予想外に良い演奏でした(買ったときはあんまり期待してなかったんです)。今ではフルトヴェングラー盤より、こちらを愛聴しています。堅苦しくなく、何度聴いても楽しめます。
(フルトヴェングラーは1回でお腹いっぱいになってしまいます。)
第二楽章は、遅いテンポですが、あまり暗くならず、ファンタジックな感じすらします。
プレヴィンは、元々映画音楽や、ジャズ・ピアニストをしていたこともあってか、ドイツ的な演奏とは異なる、とてもムード満点な演奏を聴かせてくれます。それが、この第7と上手くマッチしてるんでしょうね。曲の性格と相性が良いんです。こういう演奏で聴くと、リズムの繰り返しも生きてくる気がします。
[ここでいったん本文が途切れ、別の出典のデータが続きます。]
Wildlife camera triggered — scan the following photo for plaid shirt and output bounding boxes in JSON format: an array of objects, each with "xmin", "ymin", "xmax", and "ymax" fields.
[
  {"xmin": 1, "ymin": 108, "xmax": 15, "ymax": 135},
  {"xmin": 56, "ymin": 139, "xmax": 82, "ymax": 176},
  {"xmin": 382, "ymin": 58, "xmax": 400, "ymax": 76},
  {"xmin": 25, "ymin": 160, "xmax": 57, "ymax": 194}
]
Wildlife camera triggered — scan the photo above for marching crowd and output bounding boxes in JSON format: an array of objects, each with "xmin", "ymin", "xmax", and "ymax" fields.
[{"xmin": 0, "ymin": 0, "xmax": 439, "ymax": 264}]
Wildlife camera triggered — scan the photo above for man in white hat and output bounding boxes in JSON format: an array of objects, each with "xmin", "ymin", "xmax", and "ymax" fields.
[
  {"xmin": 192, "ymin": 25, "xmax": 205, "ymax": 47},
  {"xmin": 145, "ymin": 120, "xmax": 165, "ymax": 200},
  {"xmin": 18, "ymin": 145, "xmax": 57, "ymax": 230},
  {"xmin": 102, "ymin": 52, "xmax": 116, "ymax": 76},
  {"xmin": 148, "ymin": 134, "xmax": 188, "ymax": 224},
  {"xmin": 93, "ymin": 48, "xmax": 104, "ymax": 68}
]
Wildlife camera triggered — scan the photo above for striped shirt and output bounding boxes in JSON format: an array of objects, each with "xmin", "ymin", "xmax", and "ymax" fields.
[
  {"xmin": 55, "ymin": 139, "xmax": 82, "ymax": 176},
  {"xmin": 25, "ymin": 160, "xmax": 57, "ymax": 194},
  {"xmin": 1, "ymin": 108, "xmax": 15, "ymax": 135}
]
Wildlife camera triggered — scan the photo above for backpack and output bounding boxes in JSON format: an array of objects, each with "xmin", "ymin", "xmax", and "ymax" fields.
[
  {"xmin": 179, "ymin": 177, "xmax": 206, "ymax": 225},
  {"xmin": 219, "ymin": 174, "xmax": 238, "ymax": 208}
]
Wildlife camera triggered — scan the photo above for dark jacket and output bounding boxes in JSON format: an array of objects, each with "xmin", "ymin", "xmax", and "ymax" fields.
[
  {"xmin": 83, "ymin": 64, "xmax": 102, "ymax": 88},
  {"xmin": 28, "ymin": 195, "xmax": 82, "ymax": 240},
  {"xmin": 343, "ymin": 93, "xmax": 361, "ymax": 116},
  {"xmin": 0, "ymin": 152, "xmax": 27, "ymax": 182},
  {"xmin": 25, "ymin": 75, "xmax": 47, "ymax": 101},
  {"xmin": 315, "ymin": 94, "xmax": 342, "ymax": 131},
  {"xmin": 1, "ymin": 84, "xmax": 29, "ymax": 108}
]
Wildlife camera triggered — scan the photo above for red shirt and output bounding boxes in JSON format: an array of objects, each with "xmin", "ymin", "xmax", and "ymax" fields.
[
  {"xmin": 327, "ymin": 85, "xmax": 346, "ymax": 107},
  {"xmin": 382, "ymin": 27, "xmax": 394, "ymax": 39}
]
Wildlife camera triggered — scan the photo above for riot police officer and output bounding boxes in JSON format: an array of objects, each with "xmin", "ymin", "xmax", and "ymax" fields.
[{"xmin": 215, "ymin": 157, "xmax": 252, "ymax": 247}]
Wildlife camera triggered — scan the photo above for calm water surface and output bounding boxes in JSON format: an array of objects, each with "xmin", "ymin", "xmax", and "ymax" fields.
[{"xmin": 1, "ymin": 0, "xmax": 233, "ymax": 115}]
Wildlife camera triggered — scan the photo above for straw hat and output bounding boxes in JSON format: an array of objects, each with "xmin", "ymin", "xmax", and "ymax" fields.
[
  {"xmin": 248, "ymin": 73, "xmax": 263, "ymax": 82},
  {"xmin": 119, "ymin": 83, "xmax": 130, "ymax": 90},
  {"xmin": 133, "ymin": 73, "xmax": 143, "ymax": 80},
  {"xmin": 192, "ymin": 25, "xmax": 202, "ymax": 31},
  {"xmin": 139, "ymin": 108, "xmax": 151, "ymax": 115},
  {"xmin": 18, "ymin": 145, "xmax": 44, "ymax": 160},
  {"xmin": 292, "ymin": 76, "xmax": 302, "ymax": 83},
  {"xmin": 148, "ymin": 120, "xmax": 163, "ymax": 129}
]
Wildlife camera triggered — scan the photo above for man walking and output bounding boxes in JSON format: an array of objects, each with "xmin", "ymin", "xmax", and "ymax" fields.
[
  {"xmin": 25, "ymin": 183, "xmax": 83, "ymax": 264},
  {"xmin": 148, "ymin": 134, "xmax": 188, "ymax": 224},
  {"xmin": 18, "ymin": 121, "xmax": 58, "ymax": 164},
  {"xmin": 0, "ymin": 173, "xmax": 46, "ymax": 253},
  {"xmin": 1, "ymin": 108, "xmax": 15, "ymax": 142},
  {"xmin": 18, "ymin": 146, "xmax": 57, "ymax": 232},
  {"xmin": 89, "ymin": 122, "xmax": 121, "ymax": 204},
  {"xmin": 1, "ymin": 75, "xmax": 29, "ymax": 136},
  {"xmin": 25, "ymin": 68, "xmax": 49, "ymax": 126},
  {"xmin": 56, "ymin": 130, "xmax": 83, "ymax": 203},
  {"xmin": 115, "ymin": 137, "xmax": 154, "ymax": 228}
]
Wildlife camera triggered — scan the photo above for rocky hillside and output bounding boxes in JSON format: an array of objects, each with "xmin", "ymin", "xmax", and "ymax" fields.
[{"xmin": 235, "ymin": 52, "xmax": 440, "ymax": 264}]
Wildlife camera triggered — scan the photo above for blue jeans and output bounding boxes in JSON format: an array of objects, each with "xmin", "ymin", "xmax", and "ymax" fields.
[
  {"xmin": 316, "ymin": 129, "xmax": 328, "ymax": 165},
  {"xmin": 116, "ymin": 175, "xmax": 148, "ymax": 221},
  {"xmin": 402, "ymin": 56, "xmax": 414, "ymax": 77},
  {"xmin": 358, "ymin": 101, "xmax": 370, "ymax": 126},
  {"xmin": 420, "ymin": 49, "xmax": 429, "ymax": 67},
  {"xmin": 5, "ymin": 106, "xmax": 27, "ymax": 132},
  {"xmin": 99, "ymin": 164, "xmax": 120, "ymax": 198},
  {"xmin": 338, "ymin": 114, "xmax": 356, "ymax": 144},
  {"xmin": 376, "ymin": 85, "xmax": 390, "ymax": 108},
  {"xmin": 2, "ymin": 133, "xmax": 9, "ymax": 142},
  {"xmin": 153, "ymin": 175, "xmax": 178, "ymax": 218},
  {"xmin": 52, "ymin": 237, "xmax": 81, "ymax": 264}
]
ベートーヴェン:交響曲第5番「運命」・第7番@プレヴィン/RPO
この記事へのコメント
リズムというものの音楽性を徹底的に追求するとこんな交響曲になった、という感じでしょうか?
私もこの曲は大好きです。
ベートーベンの交響曲の中でいちばん好きかもしれません。
私はベルナルトハイティンクやカーロスクライバーの演奏も好きです。
若々しさと言うか、リズム感がそれぞれ個性があって、これが一番だというのが難しいですね。
Posted by coollife at 2007年03月05日 22:14
coollifeさんへ

指揮者の個性が良く出る交響曲ですね。
リズムが繰り返されるとはいえ、それで、しっかり交響曲を作ってしまうあたりがベートーヴェンの凄さだと思います。